Furthermore, all trainees specializing in neuroscience will take two of the following three courses:

NEURO 501 (Introduction to Neurobiology: Molecular & Cellular Neurobiology) Concepts and techniques of

molecular and cell biology as applied to understanding development and function of the nervous system.

NEURO 502 (Introduction to Neurobiology: Sensory & Motor Systems) Introduction to neuroanatomy and

modules on sensory and motor systems, examination of macroscopic and microscopic neural tissues.

NEURO 503 (Cognitive and Integrative Neuroscience) A discussion of higher neural processes like learning,

memory, and neuroendocrinology. Lecture and laboratory discussion of original literature, observation of

demonstrations and simulations.

BDGN trainees will receive instruction in best practices for reproducible research by enrolling in the intensive 2.5-day course on reproducible research that will be offered at University of Washington each July as part of the **Summer Institute for Statistics of Big Data** (SISBID).

Trainees must also complete at least one of the following three options to meet the responsible conduct of research requirement: (1) BIOST 532: Ethical Issues for Biostatisticians, (2) GENOME 580: Ethics, or (3) the Biomedical Research Integrity Series.

Each year, trainees will be required to register for four course credits of seminars or journal clubs related to genomics, neuroscience, statistics, or computing. **These four course credits must include:** 1) a computing seminar, 2) a statistics seminar, and 3) either a genomics or a neuroscience seminar.

For example a trainee might register for two credits of the Biostat Department seminar, one credit of the Machine Learning Lunch, and one credit of the Genome Sciences seminar.

A list of acceptable seminars and journal clubs includes:

**Statistics**

Biostatistics Department Seminar

Statistics Department Seminar

Statistical Genetics Seminar

Boeing Distinguished Colloquia (Applied Math)
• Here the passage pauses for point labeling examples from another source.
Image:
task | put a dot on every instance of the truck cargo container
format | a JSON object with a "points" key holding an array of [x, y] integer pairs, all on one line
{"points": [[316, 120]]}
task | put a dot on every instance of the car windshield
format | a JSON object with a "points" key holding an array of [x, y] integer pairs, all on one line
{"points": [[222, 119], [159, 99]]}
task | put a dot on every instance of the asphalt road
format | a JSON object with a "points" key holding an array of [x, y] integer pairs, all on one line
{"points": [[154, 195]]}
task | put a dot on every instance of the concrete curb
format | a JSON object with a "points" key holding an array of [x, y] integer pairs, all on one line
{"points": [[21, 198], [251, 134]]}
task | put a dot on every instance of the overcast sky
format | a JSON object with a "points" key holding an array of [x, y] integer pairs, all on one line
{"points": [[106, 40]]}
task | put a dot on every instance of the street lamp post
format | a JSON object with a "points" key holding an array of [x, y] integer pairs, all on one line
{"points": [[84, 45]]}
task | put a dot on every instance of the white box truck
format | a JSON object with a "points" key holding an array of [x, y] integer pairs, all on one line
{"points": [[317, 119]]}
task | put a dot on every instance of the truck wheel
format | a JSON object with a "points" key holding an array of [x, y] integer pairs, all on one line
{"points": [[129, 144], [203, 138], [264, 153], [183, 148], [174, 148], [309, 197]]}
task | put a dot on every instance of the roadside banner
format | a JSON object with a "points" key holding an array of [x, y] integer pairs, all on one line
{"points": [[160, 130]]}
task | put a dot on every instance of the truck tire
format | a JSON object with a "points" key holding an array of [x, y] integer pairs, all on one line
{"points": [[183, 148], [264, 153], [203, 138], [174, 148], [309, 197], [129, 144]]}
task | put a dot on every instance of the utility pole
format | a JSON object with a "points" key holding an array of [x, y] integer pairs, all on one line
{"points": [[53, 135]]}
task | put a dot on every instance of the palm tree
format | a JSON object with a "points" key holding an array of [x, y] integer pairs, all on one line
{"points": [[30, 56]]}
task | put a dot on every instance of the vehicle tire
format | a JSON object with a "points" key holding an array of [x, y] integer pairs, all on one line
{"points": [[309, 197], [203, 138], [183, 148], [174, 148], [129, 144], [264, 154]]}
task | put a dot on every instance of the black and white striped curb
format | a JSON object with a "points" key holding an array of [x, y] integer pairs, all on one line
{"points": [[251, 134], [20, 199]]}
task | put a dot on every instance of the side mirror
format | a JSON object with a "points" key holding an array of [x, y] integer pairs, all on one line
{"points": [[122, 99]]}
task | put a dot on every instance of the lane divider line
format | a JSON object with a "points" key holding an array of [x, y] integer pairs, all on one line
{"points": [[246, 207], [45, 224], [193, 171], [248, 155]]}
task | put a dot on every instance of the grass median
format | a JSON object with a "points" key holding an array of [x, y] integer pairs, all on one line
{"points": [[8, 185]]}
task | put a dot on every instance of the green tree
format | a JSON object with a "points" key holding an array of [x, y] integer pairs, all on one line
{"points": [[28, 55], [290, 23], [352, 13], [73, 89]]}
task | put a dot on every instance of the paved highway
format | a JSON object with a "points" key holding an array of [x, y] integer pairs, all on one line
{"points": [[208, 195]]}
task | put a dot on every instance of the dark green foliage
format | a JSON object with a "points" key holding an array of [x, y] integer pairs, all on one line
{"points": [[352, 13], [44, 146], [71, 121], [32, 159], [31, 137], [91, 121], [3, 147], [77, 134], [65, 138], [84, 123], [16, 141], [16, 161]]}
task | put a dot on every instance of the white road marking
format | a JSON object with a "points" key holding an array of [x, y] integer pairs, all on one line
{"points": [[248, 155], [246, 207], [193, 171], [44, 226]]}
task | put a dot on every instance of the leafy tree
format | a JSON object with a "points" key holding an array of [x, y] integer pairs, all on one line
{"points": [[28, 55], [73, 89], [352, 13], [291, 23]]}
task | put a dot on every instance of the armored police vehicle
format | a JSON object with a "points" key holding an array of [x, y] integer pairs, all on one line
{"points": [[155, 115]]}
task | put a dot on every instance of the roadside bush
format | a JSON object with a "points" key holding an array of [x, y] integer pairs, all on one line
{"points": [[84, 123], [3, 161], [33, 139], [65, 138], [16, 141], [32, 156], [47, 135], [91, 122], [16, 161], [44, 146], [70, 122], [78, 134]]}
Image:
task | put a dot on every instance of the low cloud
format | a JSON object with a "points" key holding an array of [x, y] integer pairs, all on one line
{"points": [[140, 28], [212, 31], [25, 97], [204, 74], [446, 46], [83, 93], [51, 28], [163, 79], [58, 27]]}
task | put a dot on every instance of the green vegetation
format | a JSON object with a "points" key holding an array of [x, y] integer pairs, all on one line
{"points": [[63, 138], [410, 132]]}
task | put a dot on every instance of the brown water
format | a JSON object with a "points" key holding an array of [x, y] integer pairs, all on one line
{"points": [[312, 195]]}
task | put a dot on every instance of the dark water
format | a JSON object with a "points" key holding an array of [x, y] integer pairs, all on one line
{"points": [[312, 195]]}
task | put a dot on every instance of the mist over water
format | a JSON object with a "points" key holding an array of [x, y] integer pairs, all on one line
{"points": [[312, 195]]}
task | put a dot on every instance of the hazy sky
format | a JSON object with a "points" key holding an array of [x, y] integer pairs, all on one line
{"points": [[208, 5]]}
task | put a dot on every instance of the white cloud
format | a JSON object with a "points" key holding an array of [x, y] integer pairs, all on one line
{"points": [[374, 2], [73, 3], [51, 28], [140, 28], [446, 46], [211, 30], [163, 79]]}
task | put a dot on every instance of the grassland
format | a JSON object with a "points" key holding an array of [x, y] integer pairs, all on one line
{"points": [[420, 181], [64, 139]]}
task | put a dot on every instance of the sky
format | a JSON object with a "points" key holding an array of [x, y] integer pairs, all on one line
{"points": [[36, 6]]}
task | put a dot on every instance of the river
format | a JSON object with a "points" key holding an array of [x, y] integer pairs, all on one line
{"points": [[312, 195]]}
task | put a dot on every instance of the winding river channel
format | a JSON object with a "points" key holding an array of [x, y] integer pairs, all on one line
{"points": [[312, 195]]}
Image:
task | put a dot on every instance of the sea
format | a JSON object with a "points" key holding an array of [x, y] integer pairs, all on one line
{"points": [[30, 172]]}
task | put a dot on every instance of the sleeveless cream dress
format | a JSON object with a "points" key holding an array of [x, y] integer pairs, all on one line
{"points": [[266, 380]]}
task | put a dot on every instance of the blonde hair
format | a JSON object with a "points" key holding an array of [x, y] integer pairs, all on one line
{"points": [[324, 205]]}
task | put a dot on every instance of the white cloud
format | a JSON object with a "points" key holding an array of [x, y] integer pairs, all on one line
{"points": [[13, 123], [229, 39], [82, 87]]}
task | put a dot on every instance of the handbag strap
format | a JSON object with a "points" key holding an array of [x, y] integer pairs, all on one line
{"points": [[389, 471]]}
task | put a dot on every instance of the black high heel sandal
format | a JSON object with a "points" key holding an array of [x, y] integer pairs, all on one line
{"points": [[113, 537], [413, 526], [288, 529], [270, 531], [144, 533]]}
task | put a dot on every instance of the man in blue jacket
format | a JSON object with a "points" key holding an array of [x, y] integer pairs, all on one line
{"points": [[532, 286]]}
Chem E 599, Topics in Data Science

**Computing**

Machine Learning Lunch

Computer Science & Engineering Colloquia

Electrical Engineering Research Colloquium

Trends in Optimization Seminar

Reduced Order Modeling Seminar

Chem E 591, Robotics and Control Systems Colloquium

**Genomics**

Genome Sciences Seminar

Reading and Research in Computational Biology

Combi Seminar

Medical Genetics Journal Club (Genome 525)

**Neuroscience**

Theoretical Neuroscience Journal Club

Computational Neuroscience Seminar

Physiology and Biophysics Seminar

Biology 581: Topics in Physiology (neuroinformatics working group)

Students who join the BDGN TG beginning in their first year of graduate study will perform three quarter-long rotations, including one rotation in genomics or neuroscience, and one working in either statistics or computing. During each rotation, each BDGN trainee will be paired with a “rotation collaborator”: a senior PhD student or post-doc in the lab in which he or she is rotating, who will help guide the trainee over the course of the rotation.

Students who have already selected a thesis lab at the time they join the BDGN TG are exempt from the rotation requirement. They are encouraged, however, to have supervisory committees including faculty with expertise in both genomics/neuroscience and statistics/computing.

Trainees are encouraged to spend the summer after the first year of their BDGN traineeships performing external internships in order to enhance their training in biomedical big data. The BDGN Steering Committee members will use their relationships with local companies to help place trainees in summer internships.